Kansas has clearly decided that "sustainability" = liberal = bad, and should therefore be banned. That means green energy projects are banned; reclamation projects are banned; new types of agricultural models are banned.

Basically, unless you are pro-big business and any model that trashes the planet, you can't setup shop in Kansas.

The bill hasn't passed yet though and I'm hoping it won't.

You do understand that it does just the opposite. Basically this bill prevents wasteful spending on things the general public is willing to pay for themselves. Why should the state pay when the citizens are doing it on their own? It is telling the free market...go get it done.
 
You do understand that it does just the opposite. Basically this bill prevents wasteful spending on things the general public is willing to pay for themselves. Why should the state pay when the citizens are doing it on their own? It is telling the free market...go get it done.

That's basically what I took from it. Let the private sector have at it. Hell, they're already doing it. All those "Big Oil" corporations that people bitch to the skies about are actually energy companies. You don't think they've been spearheading the "clean initiative" for quite some time now? Anyone who doesn't think so is ignorant to a dangerous level.

The public sector everywhere wastes enough money. Let's not add this to the heap.
 
^ Thanks you two for completely missing the point. Whether or not you agree with business practices that foster growth of the sustainability model, this bill is telling the free market to go to hell.

Kansas has clearly decided that "sustainability" = liberal = bad, and should therefore be banned. That means green energy projects are banned; reclamation projects are banned; new types of agricultural models are banned.

Basically, unless you are pro-big business and any model that trashes the planet, you can't setup shop in Kansas.

The bill hasn't passed yet though and I'm hoping it won't.

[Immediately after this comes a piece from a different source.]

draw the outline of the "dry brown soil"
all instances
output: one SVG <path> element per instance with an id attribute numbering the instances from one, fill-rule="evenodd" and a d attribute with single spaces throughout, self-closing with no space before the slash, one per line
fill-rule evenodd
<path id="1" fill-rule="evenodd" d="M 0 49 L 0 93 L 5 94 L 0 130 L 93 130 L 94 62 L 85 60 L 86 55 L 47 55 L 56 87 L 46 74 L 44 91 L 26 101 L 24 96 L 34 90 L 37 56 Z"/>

It would be hard to maintain sustainability without water. The high plains aquifer is 30% depleted, provides 30% of the nation's groundwater, and is expected to be 69% depleted in the next 50 years. Should people in Kansas start rationing water today or should we start letting the third world die of starvation because they do not have access to America's bread basket?
 
Sustaining things for future generations? Yeah, doesn't sound like a state interest to me!